Representative Publications

G. Lan, First-order and Stochastic Optimization Methods for Machine Learning, Springer-Nature, 2020, ISBN: 978-3-030-39567-4.

G. Lan, “An Optimal Method for Stochastic Composite Optimization”, Mathematical Programming, v.133, pp.365-397, 2012.

S. Ghadimi and G. Lan, “Stochastic First- and Zeroth-order Methods for Nonconvex Stochastic Programming”, SIAM Journal on Optimization, v.23(4), 2341-2368, 2013.

G. Lan, “Bundle-level Type Methods Uniformly Optimal for Smooth and Nonsmooth Convex Optimization”, Mathematical Programming, v.149 (1):1-45, 2015.

G. Lan, “Gradient Sliding for Composite Optimization”, Mathematical Programming, v.159(1), pp 201-235, 2016.
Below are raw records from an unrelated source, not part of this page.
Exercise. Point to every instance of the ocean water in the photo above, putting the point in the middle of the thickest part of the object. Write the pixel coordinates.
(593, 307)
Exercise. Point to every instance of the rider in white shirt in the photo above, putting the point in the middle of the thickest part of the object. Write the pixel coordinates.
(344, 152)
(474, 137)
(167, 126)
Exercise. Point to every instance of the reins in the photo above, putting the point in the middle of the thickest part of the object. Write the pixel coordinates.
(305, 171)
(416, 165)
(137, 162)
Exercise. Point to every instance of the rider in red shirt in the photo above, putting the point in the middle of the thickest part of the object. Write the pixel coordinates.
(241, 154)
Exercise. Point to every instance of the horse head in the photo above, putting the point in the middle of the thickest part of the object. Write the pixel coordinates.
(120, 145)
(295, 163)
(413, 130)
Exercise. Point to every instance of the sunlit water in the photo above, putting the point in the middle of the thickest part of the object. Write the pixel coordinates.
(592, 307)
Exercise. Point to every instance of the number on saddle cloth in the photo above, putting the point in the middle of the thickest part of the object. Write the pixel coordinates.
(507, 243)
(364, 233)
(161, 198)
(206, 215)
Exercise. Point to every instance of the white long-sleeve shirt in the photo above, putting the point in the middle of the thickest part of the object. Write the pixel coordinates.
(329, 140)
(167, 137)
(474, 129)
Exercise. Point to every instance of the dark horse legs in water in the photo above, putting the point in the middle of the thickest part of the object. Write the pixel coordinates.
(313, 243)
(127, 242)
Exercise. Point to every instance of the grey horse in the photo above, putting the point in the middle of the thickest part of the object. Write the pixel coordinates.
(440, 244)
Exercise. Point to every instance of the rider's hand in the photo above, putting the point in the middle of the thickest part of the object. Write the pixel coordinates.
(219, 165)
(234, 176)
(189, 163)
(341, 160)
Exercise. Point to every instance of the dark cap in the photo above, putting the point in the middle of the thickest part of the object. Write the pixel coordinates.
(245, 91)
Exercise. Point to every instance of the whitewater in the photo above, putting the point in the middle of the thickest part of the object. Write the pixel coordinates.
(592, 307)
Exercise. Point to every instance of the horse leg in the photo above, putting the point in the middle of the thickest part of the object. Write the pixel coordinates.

G. Lan and Y. Zhou, “An Optimal Randomized Incremental Gradient Method”, Mathematical Programming, v.171 (1-2), pp 167-215, 2018.

G. Lan, S. Lee and Y. Zhou, “Communication-efficient Algorithms for Decentralized and Stochastic Optimization”, Mathematical Programming, v. 180, pp 237-284, 2020.

G. Lan and Z. Zhou, “Dynamic Stochastic Approximation for Multi-stage Stochastic Optimization”, Mathematical Programming, v.187, pp.487-532, 2021.

G. Lan, “Complexity of Stochastic Dual Dynamic Programming”, Mathematical Programming, v.191 (2), 717-754, 2022.

D. Boob, Q. Deng and G. Lan, “Stochastic First-order Methods for Convex and Nonconvex Functional Constrained Optimization”, Mathematical Programming, v. 197 (1), 215-279, 2023.

G. Lan, “Policy Mirror Descent for Reinforcement Learning: Linear Convergence, New Sampling Complexity, and Generalized Problem Classes”, Mathematical Programming, v. 198 (1), 1059-1106, 2023.

Z. Jia, G. Lan and Z. Zhang, “Nearly Optimal Risk Lp Minimization” arXiv preprint arXiv:2407.15368, December 2024, submitted to Mathematical Programming.